One example relates to SCA. Firms must perform SCA by using two factors out of three specified categories: knowledge (something known only to the customer, e.g., a password), possession (something held only by the customer, e.g., a token generator), and inherence (something inherent to the customer, essentially, biometrics).
The current FCA guidance in the Approach Document is that static card data (i.e. the information printed on the card) cannot be used as a knowledge factor, but it may be “used as evidence of the possession of a card.” However, the EBA is of the view that static card data cannot be used as a knowledge factor nor can it be used as a possession factor. The FCA intends to align with the EBA view.
K&L Gates Comment
As static card data could not constitute “inherence” either, this means that static card data would not be able to be used for SCA purposes. Therefore, if the change is implemented, UK firms may need to update their authentication processes.

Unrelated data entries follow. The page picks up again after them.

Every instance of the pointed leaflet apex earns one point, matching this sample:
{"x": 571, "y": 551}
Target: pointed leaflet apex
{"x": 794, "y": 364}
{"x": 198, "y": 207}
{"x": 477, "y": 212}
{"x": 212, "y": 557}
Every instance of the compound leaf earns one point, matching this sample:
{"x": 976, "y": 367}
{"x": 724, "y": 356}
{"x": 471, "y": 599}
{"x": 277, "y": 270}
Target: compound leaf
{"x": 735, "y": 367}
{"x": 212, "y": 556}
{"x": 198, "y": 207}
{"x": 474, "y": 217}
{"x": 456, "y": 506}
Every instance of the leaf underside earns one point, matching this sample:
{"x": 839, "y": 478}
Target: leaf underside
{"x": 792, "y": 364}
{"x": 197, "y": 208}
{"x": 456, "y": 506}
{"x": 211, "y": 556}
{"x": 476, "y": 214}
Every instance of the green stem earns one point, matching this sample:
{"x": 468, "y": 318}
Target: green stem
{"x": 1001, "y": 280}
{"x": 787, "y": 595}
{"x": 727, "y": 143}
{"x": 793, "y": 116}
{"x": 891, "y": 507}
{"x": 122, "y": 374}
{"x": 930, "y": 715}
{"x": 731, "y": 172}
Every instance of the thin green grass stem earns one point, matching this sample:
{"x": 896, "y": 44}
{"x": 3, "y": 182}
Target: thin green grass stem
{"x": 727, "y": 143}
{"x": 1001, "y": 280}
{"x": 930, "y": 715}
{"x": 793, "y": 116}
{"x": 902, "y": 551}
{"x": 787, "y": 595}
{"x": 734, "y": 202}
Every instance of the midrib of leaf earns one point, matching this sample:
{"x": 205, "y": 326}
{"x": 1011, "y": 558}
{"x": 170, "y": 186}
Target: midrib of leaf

Other proposed changes, primarily to the guidance on the safeguarding requirements, are intended to incorporate into the Approach Document guidance given elsewhere. The FCA provided temporary guidance on safeguarding in July 2020 in the context of dealing with certain issues raised in the COVID-19 pandemic. The FCA now proposes to make the temporary guidance permanent and consolidate it into the Approach Document.
K&L Gates Comment
This means that some of the issues debated during the consultation for the July 2020 guidance would be carried over to the Approach Document. For example, the FCA in the July 2020 guidance takes the view that customer funds are held by firms on trust for their customers. The trust concept may work in the context of payment institutions. However, for electronic money institutions, it seems awkward, given the current definition of e-money, to describe funds used by customer to exchange for (essentially, purchase) e-money as being held on trust for customers. Firms may wish to renew the dialogue with the FCA on this point.
Further, the FCA has added minor adjustments to some of the wording in the consolidation process. For example, the FCA merely said in the July 2020 temporary guidance that it encouraged “small payment institutions” (which are not legally required to safeguard) to consider safeguarding voluntarily. In this consultation, the FCA added that “we view this as best practice.” This may indicate to what extent small payment institutions should consider safeguarding voluntarily.
Chapter 15 of the Perimeter Guidance in the FCA Handbook contains further guidance on the Payment Services Regulations 2017. The FCA proposes to make changes to the guidance therein on the “limited network exclusion” and the “electronic communication exclusion.”
K&L Gates Comment
The changes appear to be primarily clarifying the current guidance. They have expanded the current guidance, e.g., by providing further examples and illustrating some of the practical difficulties. But the substance of the guidance seems to remain the same.
2 This is equivalent to €50 under the corresponding Article 11 in the EU RTS.
3 This is equivalent to €150 under the corresponding Article 11 in the EU RTS.
This publication/newsletter is for informational purposes and does not contain or convey legal advice. The information herein should not be used or relied upon in regard to any particular facts or circumstances without first consulting a lawyer. Any views expressed herein are those of the author(s) and not necessarily those of the law firm's clients.